Orange County Register:
http://www.ocregister.com/articles/obamacare-691964-government-insurance.html

Obamacare at 5: Sick and getting worse
Nov. 14, 2015
By MARK LANDSBAUM

Big government’s health care solution is imploding. Soon it will be undeniable to even its most ardent champions that Obamacare is the unmitigated disaster critics predicted when, literally, only Democrats voted it into law, most without reading it.

Despite innumerable warnings that it was an unworkable, extremely costly Rube Goldberg contraption doomed to fail, those advancing it didn’t care. When it finally implodes, they knew, it will create the opportunity to rush to the rescue by doubling down on the bad bet.

Obamacare always was intended to pave the way for full-blown nationalized health care, as is so common in Europe. That’s why it wasn’t important to know the details. They knew the destination.

As with every Big Government program, failure becomes the excuse to do more of the same, rather than to kill the contrivance and get government out of the equation. In the face of mounting deficits, escalating costs and failed bureaucracies, Big Government champions from Bismarck to Obama always insist failures happen because they just didn’t have enough time, enough money and enough control. The day nears when Obamacare’s failure will prompt demands for more time, more of your money and more control over your life.

Let’s not lose sight of how this scheme was born. Obamacare’s failure was set in motion not by one-party dominance in Congress, and not even by FDR’s trailblazing socialism. The real seed of this evil may not be immediately obvious. But the root of this malevolency is taxes. Explanation to follow.

First, let’s review how catastrophic the Obamacare adventure has become in five short years.

Instead of people shopping for insurance or health care they can afford, making tradeoffs as they would with a car purchase or restaurant meal, they have been told what to buy and how much to spend, even if they don’t want what’s being sold. Instead of providers competing by offering varieties of services at fluctuating prices, allowing demand to ebb and flow, insurance companies, doctors and hospitals are dictated to from D.C. Those with more clout have the scheme rigged to their advantage. Those with less clout, less so.
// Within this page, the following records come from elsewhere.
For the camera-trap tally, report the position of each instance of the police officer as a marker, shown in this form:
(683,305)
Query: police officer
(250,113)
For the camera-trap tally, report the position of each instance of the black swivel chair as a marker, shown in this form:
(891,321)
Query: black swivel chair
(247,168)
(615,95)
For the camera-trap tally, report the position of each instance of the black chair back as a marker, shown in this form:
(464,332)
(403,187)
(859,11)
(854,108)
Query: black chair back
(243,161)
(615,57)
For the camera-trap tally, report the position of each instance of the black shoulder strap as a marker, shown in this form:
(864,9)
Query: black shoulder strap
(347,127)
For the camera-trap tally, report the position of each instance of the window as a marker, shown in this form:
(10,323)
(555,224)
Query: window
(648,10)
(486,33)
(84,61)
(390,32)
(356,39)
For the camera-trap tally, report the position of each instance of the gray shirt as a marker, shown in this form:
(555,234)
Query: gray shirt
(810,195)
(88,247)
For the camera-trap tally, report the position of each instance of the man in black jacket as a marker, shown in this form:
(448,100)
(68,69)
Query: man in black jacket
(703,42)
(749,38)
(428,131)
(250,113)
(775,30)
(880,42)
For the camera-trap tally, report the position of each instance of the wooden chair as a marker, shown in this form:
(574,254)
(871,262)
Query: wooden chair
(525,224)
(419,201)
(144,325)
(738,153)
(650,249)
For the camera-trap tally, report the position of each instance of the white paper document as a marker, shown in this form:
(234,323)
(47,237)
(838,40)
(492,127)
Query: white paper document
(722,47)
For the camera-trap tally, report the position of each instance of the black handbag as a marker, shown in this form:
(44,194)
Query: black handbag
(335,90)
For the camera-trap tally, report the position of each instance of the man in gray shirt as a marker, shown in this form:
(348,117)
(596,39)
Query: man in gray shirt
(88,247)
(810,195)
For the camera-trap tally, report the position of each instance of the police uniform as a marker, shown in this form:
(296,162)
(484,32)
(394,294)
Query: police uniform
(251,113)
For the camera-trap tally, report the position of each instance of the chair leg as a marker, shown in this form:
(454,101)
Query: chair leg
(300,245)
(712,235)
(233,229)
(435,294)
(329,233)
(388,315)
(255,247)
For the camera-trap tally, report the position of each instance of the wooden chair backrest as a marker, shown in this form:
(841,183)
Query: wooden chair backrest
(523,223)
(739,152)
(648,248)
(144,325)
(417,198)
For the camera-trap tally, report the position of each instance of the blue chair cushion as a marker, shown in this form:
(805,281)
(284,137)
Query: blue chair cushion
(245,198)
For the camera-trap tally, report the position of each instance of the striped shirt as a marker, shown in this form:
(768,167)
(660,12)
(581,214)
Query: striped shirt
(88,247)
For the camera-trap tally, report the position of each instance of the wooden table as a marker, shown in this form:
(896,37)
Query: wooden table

In 2009, starry-eyed Big Government worshippers swallowed Barack Obama’s promise that Obamacare would lower a typical family’s premiums by $2,500 a year. Instead, premiums increased about an equal amount. In 2016, people who don’t qualify for taxpayer-financed subsidies will see a very expensive market “become even more expensive,” according to an insurance comparison website. Of course, you also were promised to be able to keep your doctor and health plan, and that the whole rigmarole wouldn’t increase the deficit.

Hundreds of New York cancer patients are losing hospital coverage because they signed up with Obamacare insurance co-ops, reports the New York Post. Indeed, more than half the nonprofit co-ops formed through Obamacare have left the market, the Washington Post reports. Nearly half a million Americans are left searching for health care.

Two days into the new enrollment season, Michigan’s Consumers Mutual Insurance announced it won’t sell coverage for 2016, becoming the 12th plan to fail in the past year, leaving only 11 operational.

Harbingers of bad news continue. A key Obamacare program to protect insurers from high costs faces massive cash shortages, Standard and Poor’s reports. The risk pool holds only $1 to cover every $10 in claims, the Hill reports. Simultaneously, people who don’t receive subsidies paid by taxpayers and who buy the cheapest Obamacare health plans, “face the largest increases for premiums and out-of-pocket costs in 2016,” CNBC.com reports. A new study by McKinsey & Co. found insurance companies lost $2.5 billion in 2014 and “will have to charge higher premiums or quit.”

Yet, even in failure there are those who profit, big time. Executives who ran failed co-ops were paid as much as $414,000 a year, and averaged $245,000, for steering their government-created contraptions essentially into bankruptcy. For perspective, median family income in 2014 was $53,657.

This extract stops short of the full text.